The snare drums started whisking, and the band funked up for Stevie Wonder’s “Superstition.” The crowd lit up happy for a groove easier than the Grateful Dead.
“Who’s that?” Caroline pointed to a girl swaying alone in the corner. She looked eighteen. Tops. Even with her blond hair scraggly in front of her face, there was no mistaking how high the girl was. Wasted was more like it.
“She came with Welnick.” Molly slapped her hands over her face.
“His daughter?”
“I wish I could say yes. I’m trying hard not to think about her.”
“Shit, that’s just wrong.” Danny looked furious, like he should do something. Between all of them, there were a lot of daughters. “That hurts,” he said.
Caroline put her hand on his back to remind him it was Serena and Molly’s night. They deserved an undisturbed night of joy.
Late
r Vince Welnick scanned the dance floor. “Where’s Anna?”—as if he’d been looking for her all night.
“Anna,” he said formally when Molly lifted Anna’s arm. “Will you please join us?”
Without much convincing, Anna stepped through the crowd and hopped up onstage in her layered skirt and cowboy boots. The band hit the opening chords, and Anna shrugged her shoulders and blew a kiss to Molly and Serena. Then she slid her hands up the mike and started hitting perfect harmonies with Vince on “Friend of the Devil.”

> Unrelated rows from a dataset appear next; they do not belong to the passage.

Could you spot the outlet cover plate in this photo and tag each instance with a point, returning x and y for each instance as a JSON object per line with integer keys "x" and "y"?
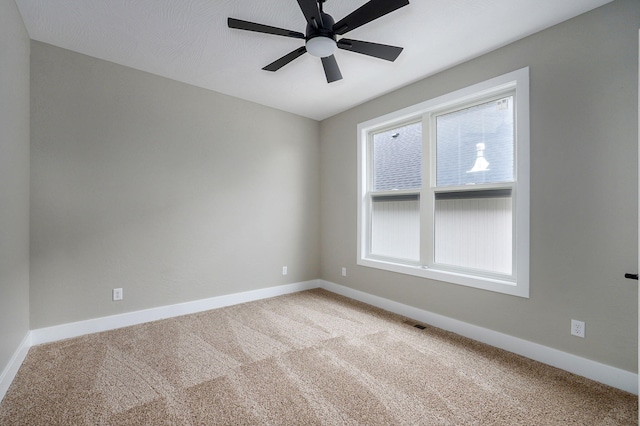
{"x": 577, "y": 328}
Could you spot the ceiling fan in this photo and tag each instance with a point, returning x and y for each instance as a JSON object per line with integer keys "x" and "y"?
{"x": 321, "y": 34}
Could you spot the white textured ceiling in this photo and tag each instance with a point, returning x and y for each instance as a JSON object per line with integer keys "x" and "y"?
{"x": 188, "y": 41}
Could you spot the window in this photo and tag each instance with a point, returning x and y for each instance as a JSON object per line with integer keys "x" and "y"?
{"x": 443, "y": 188}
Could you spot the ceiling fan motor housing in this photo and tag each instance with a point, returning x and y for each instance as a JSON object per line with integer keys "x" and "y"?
{"x": 320, "y": 38}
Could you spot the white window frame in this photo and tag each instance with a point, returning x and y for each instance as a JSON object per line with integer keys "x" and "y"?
{"x": 517, "y": 284}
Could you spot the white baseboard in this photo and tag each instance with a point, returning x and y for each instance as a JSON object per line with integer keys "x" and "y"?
{"x": 593, "y": 370}
{"x": 75, "y": 329}
{"x": 10, "y": 371}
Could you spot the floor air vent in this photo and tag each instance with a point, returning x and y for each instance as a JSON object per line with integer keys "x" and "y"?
{"x": 415, "y": 324}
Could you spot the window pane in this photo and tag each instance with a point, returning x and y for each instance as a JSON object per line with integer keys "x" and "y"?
{"x": 397, "y": 158}
{"x": 395, "y": 227}
{"x": 475, "y": 145}
{"x": 474, "y": 232}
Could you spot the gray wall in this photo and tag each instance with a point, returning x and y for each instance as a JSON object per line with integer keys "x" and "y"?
{"x": 172, "y": 192}
{"x": 14, "y": 181}
{"x": 584, "y": 186}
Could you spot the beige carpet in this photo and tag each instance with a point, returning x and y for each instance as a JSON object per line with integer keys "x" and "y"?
{"x": 301, "y": 359}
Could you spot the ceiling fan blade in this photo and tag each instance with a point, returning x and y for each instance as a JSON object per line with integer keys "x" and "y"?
{"x": 279, "y": 63}
{"x": 331, "y": 69}
{"x": 382, "y": 51}
{"x": 260, "y": 28}
{"x": 367, "y": 13}
{"x": 311, "y": 12}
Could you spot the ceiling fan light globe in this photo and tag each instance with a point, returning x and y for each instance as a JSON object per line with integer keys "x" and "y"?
{"x": 321, "y": 46}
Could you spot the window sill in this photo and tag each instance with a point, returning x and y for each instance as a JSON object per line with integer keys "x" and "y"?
{"x": 520, "y": 289}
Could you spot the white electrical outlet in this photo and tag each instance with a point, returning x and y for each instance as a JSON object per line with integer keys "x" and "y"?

“I was scared she’d refuse.” And the others knew that Molly meant because of the god-awful wig with its thick, blunt bangs.
Anna hadn’t played with her own band since the onset, but up onstage it was as if there had been no hiatus, no months in the hospital. She could hold her own. Deep in it. Snapping her fingers while the band segued into the Four Tops to sing backup on “Baby I Need Your Loving.”

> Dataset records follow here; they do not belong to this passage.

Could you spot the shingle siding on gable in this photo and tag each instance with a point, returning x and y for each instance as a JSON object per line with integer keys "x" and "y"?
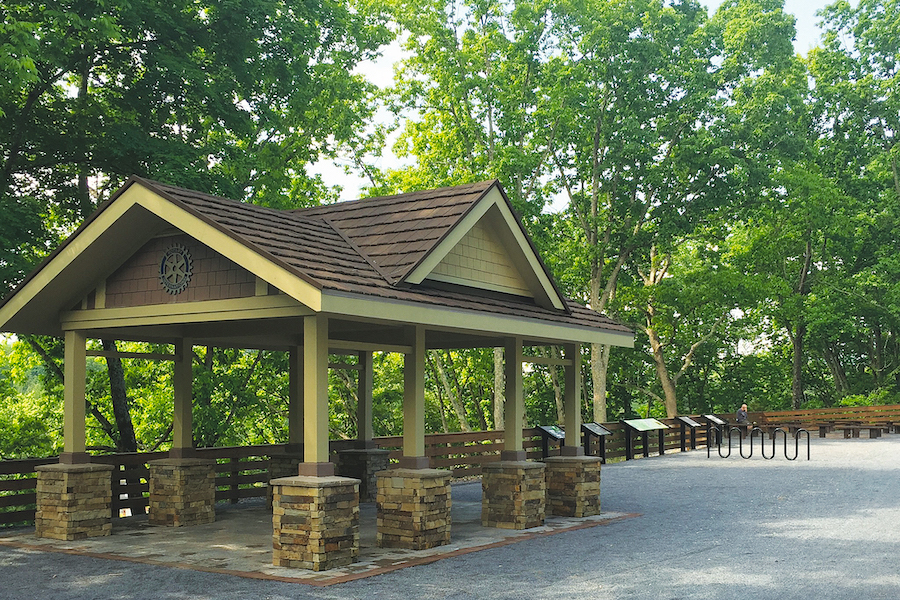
{"x": 481, "y": 262}
{"x": 214, "y": 277}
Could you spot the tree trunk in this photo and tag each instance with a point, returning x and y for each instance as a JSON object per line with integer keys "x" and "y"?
{"x": 499, "y": 390}
{"x": 557, "y": 389}
{"x": 797, "y": 364}
{"x": 833, "y": 360}
{"x": 659, "y": 359}
{"x": 126, "y": 441}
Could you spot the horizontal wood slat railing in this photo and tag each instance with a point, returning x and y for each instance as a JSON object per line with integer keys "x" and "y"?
{"x": 243, "y": 472}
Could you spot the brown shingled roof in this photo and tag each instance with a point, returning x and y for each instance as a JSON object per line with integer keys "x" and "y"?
{"x": 393, "y": 232}
{"x": 396, "y": 232}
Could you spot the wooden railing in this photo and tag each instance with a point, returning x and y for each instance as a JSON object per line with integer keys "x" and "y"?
{"x": 243, "y": 472}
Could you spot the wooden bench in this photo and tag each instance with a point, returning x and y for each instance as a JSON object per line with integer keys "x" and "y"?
{"x": 854, "y": 430}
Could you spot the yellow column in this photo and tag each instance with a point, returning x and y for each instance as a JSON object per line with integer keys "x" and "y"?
{"x": 74, "y": 449}
{"x": 315, "y": 398}
{"x": 414, "y": 403}
{"x": 572, "y": 401}
{"x": 365, "y": 433}
{"x": 295, "y": 398}
{"x": 183, "y": 424}
{"x": 514, "y": 407}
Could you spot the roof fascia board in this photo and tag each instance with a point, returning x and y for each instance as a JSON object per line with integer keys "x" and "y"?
{"x": 483, "y": 324}
{"x": 253, "y": 307}
{"x": 268, "y": 269}
{"x": 492, "y": 197}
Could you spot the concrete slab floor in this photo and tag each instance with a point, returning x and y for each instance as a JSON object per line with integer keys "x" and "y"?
{"x": 239, "y": 542}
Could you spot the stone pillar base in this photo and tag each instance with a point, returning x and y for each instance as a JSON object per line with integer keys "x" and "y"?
{"x": 363, "y": 464}
{"x": 573, "y": 485}
{"x": 74, "y": 501}
{"x": 182, "y": 492}
{"x": 512, "y": 494}
{"x": 315, "y": 522}
{"x": 413, "y": 508}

Molly had arranged it with Vince. But, clearly, whatever Molly had assured him, it was obvious that Anna was a surprise. The songs kept rolling.
Then the guitarist handed Anna his other Gibson acoustic for Lowell George’s “Willin’.” She closed her eyes. She set the easy strum, and a harmonica joined. Anna took a sharp breath. I’ve been warped by the rain, driven by the snow, I’m drunk and dirty, don’t ya know, but I’m still . . . willin’. The band paced with her. She took her time. Let go and went down into the full lament and grudging hope of the lyric. When she shook her head, the wig was fixed in place like a thick helmet. She let pauses fill the room as she came up to the chorus, where Vince joined her.
When she’d finished the song, Anna walked over to Vince. She crouched beside his keyboard and started into an intense conversation. Like she was in mid-argument. Her hands gesticulated in blunt stabs. She stared across the room. And back at him. Then pointed to where the girl was sloppily propped against a wall. He listened, vigorously nodding his head. Then Vince took both of Anna’s hands, holding them tight to his chest as he bent into his microphone.